Durante la estación litúrgica de Cuaresma, notarás que en la misa recitamos los Diez Mandamientos casi al comienzo de la liturgia, diciendo primero: "Estos son los mandamientos que Dios entregó a su Pueblo".
En pocas palabras, los Diez Mandamientos son las leyes o mandamientos religiosos recibidos por Moisés y el pueblo de Israel e inspirados por Dios.
Si lees todo el relato en el Libro del Éxodo (cap. 20 en adelante), verás que Moisés terminó rompiendo el primer par de tablas de la Ley. Es decir, que desde el mismo momento en que aparecieron los Diez Mandamientos, los seres humanos hemos tenido serios problemas sobre la forma de observarlos y, más importante aún, la forma de interpretar esos mandamientos.
Pero, si nos limitamos a leerlos de una forma más elemental, inmediata a nuestra realidad como personas y creyentes, entonces de los mandamientos, aprendemos dos cosas fundamentales: nuestra vocación de amor hacia Dios -que es confiar y seguir Su voluntad- y nuestra vocación de amor hacia nuestro prójimo.
Precisamente, esa vocación de amor a Dios es descrita en los primeros cuatro mandamientos:
1. Amar y obedecer la voluntad de Dios, y testificar del amor de Dios a nuestros conocidos.
2. No poner ninguna otra cosa en el lugar que sólo corresponde a Dios.
3. Mostrar nuestra fe religiosa en pensamientos, palabras y acciones.
4. Separar momentos específicos para la oración, la adoración de Dios y la reflexión sobre la voluntad de Dios para nuestras vidas y para toda la Creación.
Marc Chagall, c.1955
Los últimos seis mandamientos nos iluminan sobre cuál es nuestro deber, en qué consiste nuestra vocación de amor hacia el prójimo: en esforzarnos, en crecer hasta la estatura de amar, de atesorar a nuestro prójimo como a nosotros mismos, y obrar para con los demás tal y como quisiéramos que los demás obraran para con nosotros.
5. Amar, honrar y ofrecer todo nuestro apoyo a familiares y amigos; reconocer a quienes ocupan posiciones de autoridad y cumplir las leyes o regulaciones de nuestra vida en común.

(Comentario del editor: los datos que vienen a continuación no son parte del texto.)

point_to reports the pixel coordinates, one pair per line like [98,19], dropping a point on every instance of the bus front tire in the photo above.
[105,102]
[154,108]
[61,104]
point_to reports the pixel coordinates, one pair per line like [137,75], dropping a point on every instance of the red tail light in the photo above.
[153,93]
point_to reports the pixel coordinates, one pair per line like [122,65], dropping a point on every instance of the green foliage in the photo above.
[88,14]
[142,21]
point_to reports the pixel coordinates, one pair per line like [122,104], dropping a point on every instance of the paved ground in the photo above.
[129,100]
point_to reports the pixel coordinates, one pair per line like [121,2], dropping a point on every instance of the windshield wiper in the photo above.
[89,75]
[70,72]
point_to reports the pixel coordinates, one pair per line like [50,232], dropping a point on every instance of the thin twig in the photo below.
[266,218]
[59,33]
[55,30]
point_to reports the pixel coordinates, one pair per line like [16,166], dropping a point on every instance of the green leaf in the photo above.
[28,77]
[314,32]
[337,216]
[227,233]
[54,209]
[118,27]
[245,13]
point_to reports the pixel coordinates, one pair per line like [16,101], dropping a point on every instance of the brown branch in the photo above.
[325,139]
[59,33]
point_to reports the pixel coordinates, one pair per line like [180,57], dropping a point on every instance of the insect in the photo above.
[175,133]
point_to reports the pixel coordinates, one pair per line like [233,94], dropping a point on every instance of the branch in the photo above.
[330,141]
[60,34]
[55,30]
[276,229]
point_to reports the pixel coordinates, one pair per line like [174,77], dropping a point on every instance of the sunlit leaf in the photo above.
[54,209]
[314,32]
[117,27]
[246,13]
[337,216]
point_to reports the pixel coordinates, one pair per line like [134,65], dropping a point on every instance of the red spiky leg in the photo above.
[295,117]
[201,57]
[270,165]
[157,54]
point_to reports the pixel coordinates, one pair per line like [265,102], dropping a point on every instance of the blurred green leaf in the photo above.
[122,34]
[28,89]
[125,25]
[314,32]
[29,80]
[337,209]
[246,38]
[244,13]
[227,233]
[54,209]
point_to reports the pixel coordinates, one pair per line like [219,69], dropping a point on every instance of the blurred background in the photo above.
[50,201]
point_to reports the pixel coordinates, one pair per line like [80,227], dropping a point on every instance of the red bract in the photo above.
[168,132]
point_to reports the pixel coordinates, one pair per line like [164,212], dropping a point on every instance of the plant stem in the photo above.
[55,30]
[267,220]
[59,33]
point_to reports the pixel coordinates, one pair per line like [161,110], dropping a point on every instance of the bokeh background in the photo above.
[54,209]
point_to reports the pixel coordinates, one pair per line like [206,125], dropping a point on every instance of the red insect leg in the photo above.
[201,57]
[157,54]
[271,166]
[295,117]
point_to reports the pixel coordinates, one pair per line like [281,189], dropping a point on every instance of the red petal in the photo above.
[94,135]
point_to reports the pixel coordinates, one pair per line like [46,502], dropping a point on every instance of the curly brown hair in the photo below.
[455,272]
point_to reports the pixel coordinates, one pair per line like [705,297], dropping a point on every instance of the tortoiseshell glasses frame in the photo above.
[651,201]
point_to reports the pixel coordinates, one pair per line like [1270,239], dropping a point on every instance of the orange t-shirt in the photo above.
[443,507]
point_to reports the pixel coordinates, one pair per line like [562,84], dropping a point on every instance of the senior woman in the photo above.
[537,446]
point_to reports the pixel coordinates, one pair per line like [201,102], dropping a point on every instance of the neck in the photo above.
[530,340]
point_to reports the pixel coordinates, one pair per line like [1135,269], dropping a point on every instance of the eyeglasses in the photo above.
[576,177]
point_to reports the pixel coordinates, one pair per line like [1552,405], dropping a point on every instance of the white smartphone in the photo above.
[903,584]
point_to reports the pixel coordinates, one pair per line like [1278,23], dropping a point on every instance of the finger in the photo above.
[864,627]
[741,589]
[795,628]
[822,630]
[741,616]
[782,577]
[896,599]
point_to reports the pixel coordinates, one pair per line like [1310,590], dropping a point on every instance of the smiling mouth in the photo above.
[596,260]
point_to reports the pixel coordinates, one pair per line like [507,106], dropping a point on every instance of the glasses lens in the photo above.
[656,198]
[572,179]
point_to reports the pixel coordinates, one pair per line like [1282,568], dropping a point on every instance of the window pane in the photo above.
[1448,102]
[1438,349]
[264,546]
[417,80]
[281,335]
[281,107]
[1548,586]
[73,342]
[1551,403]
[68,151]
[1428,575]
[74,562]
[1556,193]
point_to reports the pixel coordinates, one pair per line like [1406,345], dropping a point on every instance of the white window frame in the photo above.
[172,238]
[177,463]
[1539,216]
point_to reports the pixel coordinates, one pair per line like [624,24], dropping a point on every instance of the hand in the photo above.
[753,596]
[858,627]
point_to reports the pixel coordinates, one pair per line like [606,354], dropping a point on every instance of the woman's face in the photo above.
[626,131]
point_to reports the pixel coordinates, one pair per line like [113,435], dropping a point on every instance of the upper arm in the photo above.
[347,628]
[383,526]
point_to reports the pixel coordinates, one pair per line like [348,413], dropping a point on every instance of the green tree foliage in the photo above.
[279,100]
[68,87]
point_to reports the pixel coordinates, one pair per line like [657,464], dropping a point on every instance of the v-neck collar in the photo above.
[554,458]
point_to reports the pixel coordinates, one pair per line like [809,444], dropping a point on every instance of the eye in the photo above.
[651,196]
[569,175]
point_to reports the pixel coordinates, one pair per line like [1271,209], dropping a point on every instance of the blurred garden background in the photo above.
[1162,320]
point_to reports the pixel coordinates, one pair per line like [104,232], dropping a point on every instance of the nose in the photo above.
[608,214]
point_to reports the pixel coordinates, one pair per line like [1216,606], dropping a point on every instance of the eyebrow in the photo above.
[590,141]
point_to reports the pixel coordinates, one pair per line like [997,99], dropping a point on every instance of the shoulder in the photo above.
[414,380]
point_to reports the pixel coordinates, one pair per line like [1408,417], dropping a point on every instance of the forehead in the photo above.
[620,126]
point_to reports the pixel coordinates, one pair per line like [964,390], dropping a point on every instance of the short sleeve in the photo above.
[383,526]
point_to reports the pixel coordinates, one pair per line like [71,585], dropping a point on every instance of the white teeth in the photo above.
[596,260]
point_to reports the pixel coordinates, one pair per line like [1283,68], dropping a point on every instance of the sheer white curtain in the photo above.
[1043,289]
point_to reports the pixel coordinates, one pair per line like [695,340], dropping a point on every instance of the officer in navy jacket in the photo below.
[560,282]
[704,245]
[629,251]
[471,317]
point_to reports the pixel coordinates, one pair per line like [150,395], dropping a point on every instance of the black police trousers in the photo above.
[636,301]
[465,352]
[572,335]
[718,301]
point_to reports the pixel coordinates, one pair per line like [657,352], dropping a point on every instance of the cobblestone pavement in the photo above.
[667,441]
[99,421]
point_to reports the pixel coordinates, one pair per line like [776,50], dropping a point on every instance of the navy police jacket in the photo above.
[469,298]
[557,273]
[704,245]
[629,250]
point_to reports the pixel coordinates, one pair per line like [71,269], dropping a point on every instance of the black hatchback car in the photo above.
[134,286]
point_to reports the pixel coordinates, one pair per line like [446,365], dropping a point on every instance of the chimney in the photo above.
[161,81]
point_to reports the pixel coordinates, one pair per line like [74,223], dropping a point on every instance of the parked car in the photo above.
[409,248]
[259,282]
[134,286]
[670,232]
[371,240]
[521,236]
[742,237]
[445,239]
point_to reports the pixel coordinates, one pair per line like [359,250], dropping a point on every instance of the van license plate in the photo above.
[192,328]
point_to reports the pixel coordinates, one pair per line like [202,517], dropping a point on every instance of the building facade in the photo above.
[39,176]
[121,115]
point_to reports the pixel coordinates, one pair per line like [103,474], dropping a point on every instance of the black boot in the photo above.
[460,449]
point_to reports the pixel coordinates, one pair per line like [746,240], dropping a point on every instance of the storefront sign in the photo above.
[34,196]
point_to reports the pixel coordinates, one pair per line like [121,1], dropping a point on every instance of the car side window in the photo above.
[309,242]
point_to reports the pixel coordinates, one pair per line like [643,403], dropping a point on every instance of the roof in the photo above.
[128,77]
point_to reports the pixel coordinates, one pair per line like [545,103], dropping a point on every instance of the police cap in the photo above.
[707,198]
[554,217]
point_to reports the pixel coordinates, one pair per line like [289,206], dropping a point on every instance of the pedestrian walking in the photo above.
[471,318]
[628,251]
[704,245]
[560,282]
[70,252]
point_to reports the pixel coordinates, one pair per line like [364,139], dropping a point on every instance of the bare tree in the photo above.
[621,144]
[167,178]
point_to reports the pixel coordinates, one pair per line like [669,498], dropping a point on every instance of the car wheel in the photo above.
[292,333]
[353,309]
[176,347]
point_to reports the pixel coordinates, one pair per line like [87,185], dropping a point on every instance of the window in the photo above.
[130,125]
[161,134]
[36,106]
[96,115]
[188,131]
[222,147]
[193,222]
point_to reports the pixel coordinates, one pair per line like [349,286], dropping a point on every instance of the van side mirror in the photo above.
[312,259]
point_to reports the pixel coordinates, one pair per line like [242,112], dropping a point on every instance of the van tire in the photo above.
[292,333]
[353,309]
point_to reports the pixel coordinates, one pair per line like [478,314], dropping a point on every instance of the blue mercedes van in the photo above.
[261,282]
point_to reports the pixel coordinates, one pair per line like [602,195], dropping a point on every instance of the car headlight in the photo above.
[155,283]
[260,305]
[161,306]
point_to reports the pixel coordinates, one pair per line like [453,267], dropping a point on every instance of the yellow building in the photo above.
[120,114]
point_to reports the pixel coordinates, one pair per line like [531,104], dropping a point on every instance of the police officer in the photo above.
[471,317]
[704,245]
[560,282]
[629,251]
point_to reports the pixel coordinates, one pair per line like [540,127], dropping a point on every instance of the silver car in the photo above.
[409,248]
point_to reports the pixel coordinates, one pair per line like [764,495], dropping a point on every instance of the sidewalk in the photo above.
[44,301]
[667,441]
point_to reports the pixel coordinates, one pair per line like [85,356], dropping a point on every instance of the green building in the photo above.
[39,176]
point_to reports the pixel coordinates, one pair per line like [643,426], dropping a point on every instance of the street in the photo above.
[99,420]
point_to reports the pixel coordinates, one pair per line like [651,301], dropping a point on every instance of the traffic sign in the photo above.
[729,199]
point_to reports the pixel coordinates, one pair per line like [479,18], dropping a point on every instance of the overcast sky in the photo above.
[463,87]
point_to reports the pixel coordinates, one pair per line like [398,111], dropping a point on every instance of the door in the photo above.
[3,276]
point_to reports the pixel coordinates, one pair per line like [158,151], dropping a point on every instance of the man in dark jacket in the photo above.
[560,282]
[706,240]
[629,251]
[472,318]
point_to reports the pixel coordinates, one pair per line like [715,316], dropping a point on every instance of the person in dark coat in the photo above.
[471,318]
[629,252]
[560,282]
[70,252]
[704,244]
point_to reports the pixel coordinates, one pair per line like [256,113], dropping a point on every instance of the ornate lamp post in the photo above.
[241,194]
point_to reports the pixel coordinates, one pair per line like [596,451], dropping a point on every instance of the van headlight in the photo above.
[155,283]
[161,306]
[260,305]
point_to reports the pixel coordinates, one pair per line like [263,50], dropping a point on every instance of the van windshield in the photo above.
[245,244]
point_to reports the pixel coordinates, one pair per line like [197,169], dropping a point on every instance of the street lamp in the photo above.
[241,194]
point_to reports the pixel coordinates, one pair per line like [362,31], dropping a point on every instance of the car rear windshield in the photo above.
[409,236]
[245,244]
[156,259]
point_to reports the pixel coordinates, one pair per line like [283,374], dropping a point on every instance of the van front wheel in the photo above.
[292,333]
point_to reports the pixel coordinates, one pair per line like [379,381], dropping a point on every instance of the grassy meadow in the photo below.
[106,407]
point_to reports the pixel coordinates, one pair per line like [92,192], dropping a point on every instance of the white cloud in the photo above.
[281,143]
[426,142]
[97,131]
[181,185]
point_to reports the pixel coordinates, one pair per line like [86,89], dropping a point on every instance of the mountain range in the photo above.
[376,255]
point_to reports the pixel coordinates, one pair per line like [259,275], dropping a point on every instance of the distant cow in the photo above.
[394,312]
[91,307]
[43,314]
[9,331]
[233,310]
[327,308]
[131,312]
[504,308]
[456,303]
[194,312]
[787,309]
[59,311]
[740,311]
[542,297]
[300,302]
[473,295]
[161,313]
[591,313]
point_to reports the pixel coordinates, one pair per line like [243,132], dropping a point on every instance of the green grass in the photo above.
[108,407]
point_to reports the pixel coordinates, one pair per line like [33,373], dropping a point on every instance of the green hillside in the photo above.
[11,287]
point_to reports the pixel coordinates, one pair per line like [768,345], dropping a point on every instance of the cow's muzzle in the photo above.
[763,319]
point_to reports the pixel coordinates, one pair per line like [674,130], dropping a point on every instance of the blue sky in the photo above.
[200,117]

6. Mostrar respeto por la vida que Dios nos ha dado; obrar e interceder por la paz; no guardar rencor, no abrigar prejuicios ni odios en nuestro corazón, y ser gentil para con todas las criaturas de Dios.
7. Expresar y vivir nuestros deseos y placeres corporales según la justicia, compasión y honestidad con que Dios ha bendecido la conciencia humana.
8. Hablar y actuar con honestidad y justicia en todos nuestros asuntos; fomentar la libertad, el respeto y la garantía de necesidades elementales para todas las personas, así como darle un propósito similar a nuestros dones y posesiones materiales.
9. Hablar la verdad, y no perjudicar a otros con nuestro silencio.
10. Resistir las tentaciones de la envidia, la codicia y los celos egoístas; regocijarse en los dones y éxitos de los demás; y cumplir nuestro deber, por el amor de Dios, quien nos ha llamado a la fraternidad con Él.
Los mandamientos son mucho más que una lista de leyes -al menos, no como entendemos el concepto de "ley" hoy en día- o mandatos inflexibles y con amenazas de castigos terribles para quienes no los cumplan o, peor aún, para quienes los ignoren.
De por sí, las demandas éticas que nos hacen los mandamientos son problemáticas y difíciles para encarnar, para entender y actuar en consecuencia. Los mandamientos van más allá de regular o fiscalizar nuestra vida como personas de fe: cuando se tiene tales ideales y paradigmas éticos y de fraternidad -amar a mi prójimo como a mí mismo, por ejemplo- entonces las "leyes" nos parecen lejanas y casi innecesarias.
Es más bien una cuestión de vocación, de reconocer la gracia de Dios, y de esforzarnos en actuar y vivir en consecuencia, como hijos e hijas del don de Dios. Es una cuestión de amor reciprocado, y no tanto de obediencia y nada más.